The terms 'cereals' and 'seeds' have therefore to be interpreted not as understood according to strict dictionary, technical, scientific, botanical meaning but has to be understood or construed in its popular sense, i.e., sense with which people conversant with the subject-matter with which the statute is dealing would attribute to it. If so understood and interpreted and given the popular sense meaning, then it only means 'cereals' are grains that are edible or fit for human consumption. It may be, the cereals, if sown produce sapplings but they are not used as seeds to raise a new crop. In the same way 'seeds' are to be interpreted as is understood in common parlance and given its popular sense meaning and if so understood, it only means seeds of a cereal grown or used for raising a new crop.

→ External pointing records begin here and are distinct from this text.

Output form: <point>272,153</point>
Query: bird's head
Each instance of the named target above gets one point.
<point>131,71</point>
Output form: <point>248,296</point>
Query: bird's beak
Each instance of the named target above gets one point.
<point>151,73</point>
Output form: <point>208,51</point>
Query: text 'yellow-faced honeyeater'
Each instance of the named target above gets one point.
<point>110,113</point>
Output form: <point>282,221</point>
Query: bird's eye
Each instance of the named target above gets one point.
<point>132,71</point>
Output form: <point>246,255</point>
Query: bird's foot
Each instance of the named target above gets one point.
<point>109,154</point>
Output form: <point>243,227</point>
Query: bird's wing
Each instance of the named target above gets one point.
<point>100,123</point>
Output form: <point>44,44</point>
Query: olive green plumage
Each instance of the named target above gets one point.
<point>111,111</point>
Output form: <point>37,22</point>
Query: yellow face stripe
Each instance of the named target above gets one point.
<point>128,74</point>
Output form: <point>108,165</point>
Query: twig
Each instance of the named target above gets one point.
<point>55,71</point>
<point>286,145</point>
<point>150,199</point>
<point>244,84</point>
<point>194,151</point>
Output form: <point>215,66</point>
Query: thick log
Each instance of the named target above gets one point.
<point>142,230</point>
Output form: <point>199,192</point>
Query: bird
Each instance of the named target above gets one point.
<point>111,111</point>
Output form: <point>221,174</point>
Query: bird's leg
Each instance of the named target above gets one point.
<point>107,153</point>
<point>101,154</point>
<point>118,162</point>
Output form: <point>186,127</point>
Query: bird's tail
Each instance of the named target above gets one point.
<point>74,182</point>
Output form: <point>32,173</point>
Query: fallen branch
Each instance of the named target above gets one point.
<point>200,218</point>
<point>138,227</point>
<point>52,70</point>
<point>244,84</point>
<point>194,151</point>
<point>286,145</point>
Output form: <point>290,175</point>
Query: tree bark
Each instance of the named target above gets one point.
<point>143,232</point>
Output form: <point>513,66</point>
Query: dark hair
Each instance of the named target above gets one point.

34. In view of the foregoing analysis "seeds" of cereals, wheat, pulses, paddy, mustard sold as seeds by the petitioner are not to be exempted under entry 6 or entry 48 of Schedule I and cannot be treated as "cereals in all its forms" or "pulses in all its forms", however, these seeds are to be taxed as an entry "otherwise" in entry 2 of Schedule III of "the Act 1993". I do not find force in the contentions of the petitioner, therefore, the "civil rule" preferred in respect of both the orders dated May 12, 1998 passed by revisional authority for the assessment years 1994-95 and 1995-96 is dismissed.